Controllable growth of MoO3 dielectrics with sub-1 nm equivalent oxide thickness for 2D electronics
Xueming Li, Shankun Xu, Zhengfan Zhang, Z.L. Yu, Zhidong Pan, Yujue Yang, Xubing Lu, Nengjie Huo
Abstract
The integration of two-dimensional (2D) semiconductors with high-κ dielectrics is critical for the development of post-silicon electronics. The key challenge lies in developing an ultra-thin high-κ dielectric with damage-free interface and sub-1 nm equivalent oxide thickness (EOT) for further continuation of Moore’s law.
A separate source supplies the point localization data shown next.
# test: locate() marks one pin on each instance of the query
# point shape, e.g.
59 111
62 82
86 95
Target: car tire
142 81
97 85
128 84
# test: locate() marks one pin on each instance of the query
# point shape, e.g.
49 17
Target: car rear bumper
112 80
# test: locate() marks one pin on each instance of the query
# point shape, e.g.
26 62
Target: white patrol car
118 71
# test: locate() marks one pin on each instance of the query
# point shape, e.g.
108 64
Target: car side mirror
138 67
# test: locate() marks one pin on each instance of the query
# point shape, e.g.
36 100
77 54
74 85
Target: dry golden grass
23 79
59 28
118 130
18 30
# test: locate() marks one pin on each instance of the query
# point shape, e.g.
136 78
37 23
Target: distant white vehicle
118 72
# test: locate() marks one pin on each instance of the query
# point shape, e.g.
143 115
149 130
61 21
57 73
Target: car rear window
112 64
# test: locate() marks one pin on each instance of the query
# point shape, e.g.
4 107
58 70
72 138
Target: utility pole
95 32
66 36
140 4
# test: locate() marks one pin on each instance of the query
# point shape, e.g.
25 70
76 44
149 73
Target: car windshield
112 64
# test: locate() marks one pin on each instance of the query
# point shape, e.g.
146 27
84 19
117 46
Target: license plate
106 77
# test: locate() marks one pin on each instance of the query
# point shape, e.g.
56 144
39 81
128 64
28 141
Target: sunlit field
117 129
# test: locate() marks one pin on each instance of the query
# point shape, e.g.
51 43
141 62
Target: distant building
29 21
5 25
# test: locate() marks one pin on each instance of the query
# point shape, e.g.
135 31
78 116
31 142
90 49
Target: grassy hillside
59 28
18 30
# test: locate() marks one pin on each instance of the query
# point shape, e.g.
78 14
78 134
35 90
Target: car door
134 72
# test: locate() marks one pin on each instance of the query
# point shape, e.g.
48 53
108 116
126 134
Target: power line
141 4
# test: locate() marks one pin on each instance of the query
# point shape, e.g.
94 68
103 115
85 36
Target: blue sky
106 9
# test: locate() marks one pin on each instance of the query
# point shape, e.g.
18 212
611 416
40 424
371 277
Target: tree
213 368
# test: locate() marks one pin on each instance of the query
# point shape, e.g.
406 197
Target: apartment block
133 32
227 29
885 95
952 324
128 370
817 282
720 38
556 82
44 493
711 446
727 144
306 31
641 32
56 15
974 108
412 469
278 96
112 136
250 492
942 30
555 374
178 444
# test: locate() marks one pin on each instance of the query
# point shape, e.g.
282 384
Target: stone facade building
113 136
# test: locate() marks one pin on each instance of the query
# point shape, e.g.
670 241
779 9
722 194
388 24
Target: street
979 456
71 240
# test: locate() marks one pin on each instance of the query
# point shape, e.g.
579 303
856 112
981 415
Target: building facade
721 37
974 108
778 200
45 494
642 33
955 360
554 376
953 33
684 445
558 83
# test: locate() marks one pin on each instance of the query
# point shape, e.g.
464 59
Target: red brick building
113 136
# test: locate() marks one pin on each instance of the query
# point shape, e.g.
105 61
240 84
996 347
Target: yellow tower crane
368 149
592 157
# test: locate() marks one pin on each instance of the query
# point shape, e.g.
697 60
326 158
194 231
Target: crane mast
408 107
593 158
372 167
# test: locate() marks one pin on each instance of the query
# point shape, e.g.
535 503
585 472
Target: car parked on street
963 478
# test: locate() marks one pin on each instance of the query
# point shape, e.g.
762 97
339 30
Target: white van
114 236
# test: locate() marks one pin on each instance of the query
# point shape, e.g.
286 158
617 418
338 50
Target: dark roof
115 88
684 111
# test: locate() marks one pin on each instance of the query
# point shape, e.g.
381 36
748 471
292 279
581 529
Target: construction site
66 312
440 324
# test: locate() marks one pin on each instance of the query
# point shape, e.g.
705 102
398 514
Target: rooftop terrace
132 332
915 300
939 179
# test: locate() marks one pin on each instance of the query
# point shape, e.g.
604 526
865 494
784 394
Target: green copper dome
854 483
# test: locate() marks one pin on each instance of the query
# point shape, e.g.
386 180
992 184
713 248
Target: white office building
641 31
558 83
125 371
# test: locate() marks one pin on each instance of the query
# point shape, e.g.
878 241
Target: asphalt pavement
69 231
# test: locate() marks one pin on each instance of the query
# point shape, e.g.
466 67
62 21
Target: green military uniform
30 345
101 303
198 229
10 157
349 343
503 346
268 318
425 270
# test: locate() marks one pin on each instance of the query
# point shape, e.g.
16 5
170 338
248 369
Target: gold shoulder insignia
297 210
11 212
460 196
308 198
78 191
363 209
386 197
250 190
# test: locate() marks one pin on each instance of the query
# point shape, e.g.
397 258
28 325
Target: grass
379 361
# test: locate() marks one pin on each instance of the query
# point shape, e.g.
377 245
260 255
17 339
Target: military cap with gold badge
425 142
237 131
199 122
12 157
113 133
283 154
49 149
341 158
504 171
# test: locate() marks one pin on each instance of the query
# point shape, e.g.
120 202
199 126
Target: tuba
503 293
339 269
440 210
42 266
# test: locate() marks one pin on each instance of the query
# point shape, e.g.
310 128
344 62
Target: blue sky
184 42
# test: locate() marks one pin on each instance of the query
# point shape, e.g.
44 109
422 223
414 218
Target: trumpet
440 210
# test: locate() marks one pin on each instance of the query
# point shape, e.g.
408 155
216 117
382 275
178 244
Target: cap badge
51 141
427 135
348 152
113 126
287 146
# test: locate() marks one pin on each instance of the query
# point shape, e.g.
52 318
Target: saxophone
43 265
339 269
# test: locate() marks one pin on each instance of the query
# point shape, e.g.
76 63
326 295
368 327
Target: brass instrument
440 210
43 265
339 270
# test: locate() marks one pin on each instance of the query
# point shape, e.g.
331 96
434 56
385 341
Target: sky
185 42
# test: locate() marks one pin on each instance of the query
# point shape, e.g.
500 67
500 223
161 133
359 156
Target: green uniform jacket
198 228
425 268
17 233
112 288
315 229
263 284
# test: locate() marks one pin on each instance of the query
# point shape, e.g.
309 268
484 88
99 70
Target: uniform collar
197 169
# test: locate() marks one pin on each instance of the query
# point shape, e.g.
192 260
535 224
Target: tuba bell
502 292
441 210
Here we report the thickness-controlled free-standing growth of layered MoO3 dielectrics with EOT down to 0.9 nm and high permittivity beyond 40, and their application in 2D electronic devices. The MoS2 transistors with MoO3 as high-κ gate dielectric exhibit a high on/off ratio close to 108, low subthreshold swing of 78 mV/dec and low leakage current below 10−4 A/cm2. By further vertically stacking n-MoS2 with p-WSe2 transistors, the complementary metal-oxide-semiconductor (CMOS) inverters are achieved, demonstrating its application potential in high-density digital logical circuits. This work develops the controllable growth of high-κ MoO3 dielectrics with ultra-thin EOT, advancing the development of high-performance, size-shrinking and low-power 2D electronics. The integration of 2D semiconductors with high-κ dielectrics is an important requirement for the development of post-silicon electronics. Here, the authors report the thickness-controlled growth of MoO3 nanoflakes with equivalent oxide thickness down to 0.9 nm, and their application for the realization of 2D electronic devices.